Catholic Charities “has become over the last three decades an arm of the welfare state, with 65 percent of its $2.3 billion annual budget now flowing from government sources and little that is explicitly religious, or even values-laden, about most of the services its 1,400 member agencies and 46,000 paid employees provide,” he wrote.

Anderson blasted CCU as “one of the nation’s most powerful advocates for outworn welfare-state ideas, especially the idea that social and economic forces over which the individual has no control, rather than his own attitudes and behavior, are the reason for poverty.”

Despite its massive government funding, CCU continues to target parishioners in the pews with repeated and urgent appeals for donations to help address the needs of immigrants and refugees, notably along the U.S.-Mexico border.

An appeal issued last month said that “100% of your donation will help our agencies along the border … and ensure that children are being treated with care and kindness. Without additional funding, Catholic Charities agencies struggle to meet the growing needs of the migrant crisis.”

Executives Receive Fat-Cat Salaries

In 2019, Catholic Charities paid its president $521,554 and its CFO $310,000, according to Forbes. In comparison, four-star generals in the U.S. military earn $268,344 a year.

More recently, the Salary.com website reported that the optimal compensation range for a president and CEO at CCU is between $640,308 and $1,075,827, with an average annual salary of $842,554.

Meanwhile, Catholic Charities of Galveston-Houston has advertised several positions dealing with immigrant services over the last month, including a Refugee Resettlement Case Manager, a Lead Case Manager for Family Reunification, and a Refugee Resettlement Employee Specialist.

Similar jobs are also advertised by Catholic Charities Dallas, including a Case Manager for Immigration Legal Services.  

Pope Francis Backs U.S. Bishops’ Open Borders Activism

The USCCB candidly admits on its website that it “engages with the federal appropriations process to obtain the maximum amount of funding needed to support the U.S. refugee program, which provides both overseas assistance and resettlement services to refugees.”

Each year, it advocates for “funding levels that maximize the number of refugees assisted overseas and resettled in the U.S., and that provide resettlement agencies sufficient resources to serve refugees in a comprehensive manner,” it states while appealing to private donors.

In February, the USCCB wrote to Senate leaders expressing “serious concerns” about the government’s new bipartisan border deal, urging them to reject portions that would “further restrict access to asylum.”

“Rather than sustainably reducing migration to the U.S.-Mexico border, consistent with the common good and the good-faith intentions of many lawmakers,” wrote pro-migrant lead author Bishop Mark Seitz, the bill would “pave the way for avoidable and potentially life-threatening harm to be inflicted on vulnerable persons seeking humanitarian protection in the United States.”
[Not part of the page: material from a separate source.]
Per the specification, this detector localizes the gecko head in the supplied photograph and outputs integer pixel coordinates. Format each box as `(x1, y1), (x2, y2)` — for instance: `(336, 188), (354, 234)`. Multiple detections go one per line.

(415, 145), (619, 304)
A few weeks ago, while addressing his general audience, Pope Francis declared opposition to mass immigration a “grave sin” and called for a “global governance of migration,” even as Italy’s bishops defied Italian law by financing a ship ferrying illegal immigrants in the Mediterranean. The government is trying to stem the migrant invasion through stricter policies.
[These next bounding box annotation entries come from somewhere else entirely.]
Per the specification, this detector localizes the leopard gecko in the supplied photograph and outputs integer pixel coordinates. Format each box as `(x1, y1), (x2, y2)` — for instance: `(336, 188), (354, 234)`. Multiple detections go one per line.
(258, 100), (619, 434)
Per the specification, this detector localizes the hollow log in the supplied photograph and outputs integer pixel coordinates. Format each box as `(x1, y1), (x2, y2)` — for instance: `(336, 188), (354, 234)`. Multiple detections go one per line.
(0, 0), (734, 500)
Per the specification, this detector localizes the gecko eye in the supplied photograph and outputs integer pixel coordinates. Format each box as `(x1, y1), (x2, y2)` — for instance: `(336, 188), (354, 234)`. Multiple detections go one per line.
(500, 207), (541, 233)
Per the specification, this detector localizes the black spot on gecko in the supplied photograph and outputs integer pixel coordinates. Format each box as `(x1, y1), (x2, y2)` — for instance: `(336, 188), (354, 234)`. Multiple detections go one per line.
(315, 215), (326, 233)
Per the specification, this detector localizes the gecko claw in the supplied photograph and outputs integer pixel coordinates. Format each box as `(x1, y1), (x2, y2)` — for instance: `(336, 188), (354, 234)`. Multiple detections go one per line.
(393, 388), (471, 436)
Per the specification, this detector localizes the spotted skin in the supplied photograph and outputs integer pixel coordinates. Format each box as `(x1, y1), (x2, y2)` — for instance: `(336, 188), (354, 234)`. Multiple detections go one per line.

But the pontiff warned that “restrictive laws” and the “militarization of borders” would not help curb the tidal wave of illegal immigrants, who are predominantly Muslim men of military age flooding into Europe from Africa and Asia.

Francis called for “extending safe and legal access routes for migrants, providing refuge for those who flee from war, violence, persecution and various disasters” and “promoting in every way a global governance of migration based on justice, fraternity and solidarity.”

 

Dr. Jules Gomes, (BA, BD, MTh, PhD), has a doctorate in biblical studies from the University of Cambridge. Currently a Vatican-accredited journalist based in Rome, he is the author of five books and several academic articles. Gomes lectured at Catholic and Protestant seminaries and universities and was canon theologian and artistic director at Liverpool Cathedral.